Objective: To understand the changing role of supply chain analytics in supply chain strategy.
Highlight: With the changing face of supply chain analytics companies have greater opportunities to drive insights and gain competitive advantage. This report is designed to help companies bridge traditional thinking on supply chain analytics while embracing emerging technologies.

Executive Summary
Supply chains are drowning in data, but are low on insights. While the cost of computing memory was once a barrier to executing an analytics strategy, this is no longer the case.

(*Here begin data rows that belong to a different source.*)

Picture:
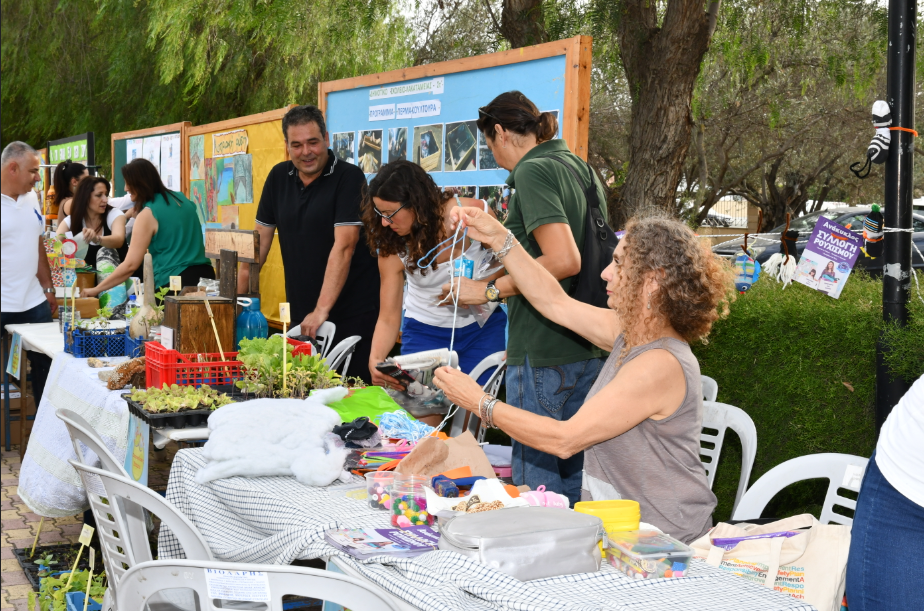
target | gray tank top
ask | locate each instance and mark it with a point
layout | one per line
(657, 462)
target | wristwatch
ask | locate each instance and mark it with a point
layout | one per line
(492, 293)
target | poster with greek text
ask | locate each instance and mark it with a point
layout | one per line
(828, 257)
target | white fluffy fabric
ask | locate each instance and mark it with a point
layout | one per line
(276, 437)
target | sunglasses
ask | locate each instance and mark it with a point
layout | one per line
(387, 217)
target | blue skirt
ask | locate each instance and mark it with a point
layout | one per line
(473, 343)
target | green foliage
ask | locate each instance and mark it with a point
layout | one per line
(262, 367)
(802, 365)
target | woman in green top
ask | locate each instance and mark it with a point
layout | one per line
(549, 368)
(167, 226)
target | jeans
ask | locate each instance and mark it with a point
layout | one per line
(884, 568)
(556, 392)
(40, 363)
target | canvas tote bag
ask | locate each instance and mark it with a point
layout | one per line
(810, 566)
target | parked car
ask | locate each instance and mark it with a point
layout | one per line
(850, 217)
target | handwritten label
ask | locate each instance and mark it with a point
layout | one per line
(250, 586)
(86, 534)
(415, 110)
(227, 144)
(434, 86)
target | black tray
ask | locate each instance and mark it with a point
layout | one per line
(188, 419)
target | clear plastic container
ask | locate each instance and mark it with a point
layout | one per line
(647, 554)
(378, 485)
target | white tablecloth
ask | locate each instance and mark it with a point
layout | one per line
(275, 520)
(44, 337)
(48, 484)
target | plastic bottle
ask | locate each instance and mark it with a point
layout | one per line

The largest barrier is the understanding of new forms of analytics.
Historically, the term supply chain analytics was used to describe reporting. This is no longer the case. Today there are more options and capabilities for supply chain analytics. There is a proliferation of new technologies flooding the market.
Ironically, despite the explosion of options as shown in Figure 1, the supply chain operating team is more conservative. It is a skewed distribution. When it comes to decision support, the number of late adopters outnumber the early adopters three to one. The lack of early adopters, the rapid rate of change, and the conventional architectural definitions (primarily focused on Enterprise Resource Planning or ERP-based architectures) are barriers to the adoption of new forms of supply chain analytics.